In the fall of last year I embraced a rejuvinated sense of scepticism after reading Carl Sagan's The Demon-Haunted World: Science as a Candle in the Dark. With this healthy dose of incredulity I ended up reassessing and ultimately discarding some of the beliefs I had entertained if not necessarily clung to over the years, UFOs and alien visitations among them. While in recent years I wasn't as die-hard a UFO nut as I was in Grade 8--when I actually did a school speech on the topic--I nevertheless enjoyed pondering and casually researching the subject. UFO and ET-related flicks make up the core of my cinematic preferences (although the actual film E.T. is exempt, thank God), and I've had my fair share of late nights discussing this shared interest with my friends around the dying embers of a campfire. Scary nights, come to think of it.

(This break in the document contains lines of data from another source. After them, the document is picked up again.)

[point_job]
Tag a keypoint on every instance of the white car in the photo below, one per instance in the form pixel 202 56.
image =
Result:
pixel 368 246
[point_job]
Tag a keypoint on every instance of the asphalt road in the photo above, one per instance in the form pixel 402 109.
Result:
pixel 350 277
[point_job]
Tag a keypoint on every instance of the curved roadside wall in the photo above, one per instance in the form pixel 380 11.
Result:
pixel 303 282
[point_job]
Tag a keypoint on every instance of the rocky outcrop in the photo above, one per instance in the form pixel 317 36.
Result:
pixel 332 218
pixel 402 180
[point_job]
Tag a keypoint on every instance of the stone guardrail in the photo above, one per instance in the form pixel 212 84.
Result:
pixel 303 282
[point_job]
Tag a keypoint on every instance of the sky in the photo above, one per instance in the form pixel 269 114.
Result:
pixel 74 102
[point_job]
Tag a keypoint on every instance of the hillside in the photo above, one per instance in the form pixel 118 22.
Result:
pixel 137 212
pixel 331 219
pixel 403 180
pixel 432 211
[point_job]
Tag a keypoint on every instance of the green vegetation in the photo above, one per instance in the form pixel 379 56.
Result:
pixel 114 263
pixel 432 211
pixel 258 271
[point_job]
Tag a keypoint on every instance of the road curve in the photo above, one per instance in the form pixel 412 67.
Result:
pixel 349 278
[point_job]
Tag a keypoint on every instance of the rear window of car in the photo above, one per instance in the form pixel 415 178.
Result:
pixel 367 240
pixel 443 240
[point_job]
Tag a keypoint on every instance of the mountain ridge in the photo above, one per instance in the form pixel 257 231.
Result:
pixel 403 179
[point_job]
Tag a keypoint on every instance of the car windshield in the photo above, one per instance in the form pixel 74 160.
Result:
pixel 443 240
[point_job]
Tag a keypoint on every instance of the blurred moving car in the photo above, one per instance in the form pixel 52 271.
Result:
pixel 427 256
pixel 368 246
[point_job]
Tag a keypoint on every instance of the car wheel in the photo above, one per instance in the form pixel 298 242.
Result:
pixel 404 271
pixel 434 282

With the knowledge that I'll now regard such stories with a big shaker of salt comes a sense of mild disappointment: yes, the concept scared me a little--a mixture of wonder and the uncanny and heavily fueled by the works of H.R. Giger--but I enjoy being scared. Quite frankly, it's an incredibly sensous feeling, and a sudden injection of fear does a fine job of keeping my ego in check. And nothing quite compares to walking back home alone in the wee hours in the morning, constantly checking over one's shoulder, wary of a flicker in the shadows or a spine-chilling sound or, most of all, an ethereal glow on the horizon.

Strangely enough, my increased scepticism coincides with ever-ascending appreciation for a certain film that, considering its subject matter, I should probably appreciate less: Steven Spielberg's 1977 epic Close Encounters of the Third Kind.